Tales of Magesterius University (frequently referred to as ToMU) is a coming-of-age story featuring the freshman Mackenzie Blaise as she attends college.
But MU is no ordinary school, and Mackenzie is no ordinary girl. MU’s classes are attended by skirmishers, necromancers, illusionists and clerics. Its hallways feature elves, golems, centaurs and nymphs. Its professors can teleport, evoke fire, read minds and contact other planes of existence.
And Mackenzie Blaise just happens to be a half-demon.
Debuting in June 2007, ToMU has captivated one of the largest online reader audiences, and its popularity is well-deserved. The author, Alexandra Erin, manages a diverse cast of characters, featuring multiple races, psychological profiles, histories and motivations. The serial touches on themes of racism, sexuality, religion and spirituality, morality and gender. Ms. Erin, often referred to as AE, is a brilliant writer, capable of action, comedy, horror and eroticism, all within the same chapter at times.
AE is a truly gifted writer, with nuances and details to spare in her rollicking tale. No one could question the imagination at work here, regardless of whether or not readers can agree with her viewpoints. And the debates in the comment section can be even more entertaining than the chapters themselves!
If I have any complaints about ToMU, they are on a personal, subjective level, and have nothing to do with the quality of writing. My favourite characters are side characters, like the golem Two and the subterranean elf Dee. They have unique voices and interesting character arcs. Things that seem important to me as plot developments, like Mackenzie’s demonic heritage and hellish potential for evil, seem to be less important to the writer than her love life, which is the least realistic thing about the story. At last count, she had three committed lovers of varying species, and at least four other people interested in her. Not bad for a self-proclaimed anti-social repressed "nerd."
(My personal theory is that Mackenzie’s demonic powers affect the people around her, but that is yet unproven—if that turns out to be the case, what seems unrealistic will suddenly make sense. I’m mercurial, I am.

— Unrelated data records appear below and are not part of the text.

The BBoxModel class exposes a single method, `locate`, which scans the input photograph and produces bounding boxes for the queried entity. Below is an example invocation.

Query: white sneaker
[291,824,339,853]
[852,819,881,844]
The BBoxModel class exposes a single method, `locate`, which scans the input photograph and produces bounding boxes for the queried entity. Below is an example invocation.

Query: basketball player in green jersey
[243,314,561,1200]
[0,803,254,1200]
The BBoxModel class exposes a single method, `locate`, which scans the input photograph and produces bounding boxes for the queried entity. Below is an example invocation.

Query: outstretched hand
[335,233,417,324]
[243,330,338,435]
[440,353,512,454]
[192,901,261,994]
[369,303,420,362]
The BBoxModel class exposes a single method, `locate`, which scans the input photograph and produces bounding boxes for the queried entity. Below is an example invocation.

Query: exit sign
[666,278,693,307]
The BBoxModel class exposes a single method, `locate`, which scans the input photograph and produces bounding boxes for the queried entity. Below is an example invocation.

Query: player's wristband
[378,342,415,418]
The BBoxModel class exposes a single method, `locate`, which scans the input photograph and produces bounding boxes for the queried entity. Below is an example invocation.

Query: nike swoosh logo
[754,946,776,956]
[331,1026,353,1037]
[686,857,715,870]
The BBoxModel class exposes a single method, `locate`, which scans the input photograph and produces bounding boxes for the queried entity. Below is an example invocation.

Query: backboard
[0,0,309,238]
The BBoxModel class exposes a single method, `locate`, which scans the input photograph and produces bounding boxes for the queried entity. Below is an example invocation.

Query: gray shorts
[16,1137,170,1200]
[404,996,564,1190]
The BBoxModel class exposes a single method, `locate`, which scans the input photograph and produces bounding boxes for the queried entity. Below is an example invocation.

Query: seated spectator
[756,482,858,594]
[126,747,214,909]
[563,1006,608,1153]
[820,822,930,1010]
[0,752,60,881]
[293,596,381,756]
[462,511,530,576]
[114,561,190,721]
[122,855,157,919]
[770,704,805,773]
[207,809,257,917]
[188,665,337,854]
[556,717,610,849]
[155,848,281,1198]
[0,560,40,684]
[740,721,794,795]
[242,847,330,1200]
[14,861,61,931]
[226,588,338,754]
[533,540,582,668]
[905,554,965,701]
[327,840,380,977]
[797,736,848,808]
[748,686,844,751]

However, her scent has been confirmed to cause responses in others.)
Mackenzie, Two and Dee are dynamic characters, changing over the course of the story. Amaranth, (a nymph) and Steff (a half-elf) are particularly static characters, spinning in circles within their own personalities and affecting Mackenzie and the plot as a result. Chapters featuring them tend to bore me. It’s not Amaranth’s fault: she’s semi-divine and unlikely to change unless she gives up her divinity to become human. And Steff is frozen in place by past trauma, a victim of abuse. It just gets boring to read about them for years and know only a few months have passed in "story time."
AE has recently skipped the story from Mack’s first semester to sophmore year,and all that’s really accomplished is to gloss over the plot developments of the previous year and give us a fresh dose of Mack adjusting to her classes. So far, despite flashes of brilliance in each indiviual chapter as writing for writing’s sake, the overall story has a lot of wasted opportunities regarding its massive cast and numerous subplots. The story lacks focus, and jumping from freshman year to sophomore seems mainly to have left a lot of those threads dangling.
ToMU is a work of art, and it inspires debate and conflict and admiration. I used to say that if you read nothing else online, it’s worth your time. However, the longer things go on, the less that seems to be true. I’ve stopped reading it because after four years invested in the story world, nothing of great significance has been revealed about Mack or the direction of her life, and the characters that are the most interesting get less and less screen time. I don’t want to waste another four years finding out if it goes anywhere.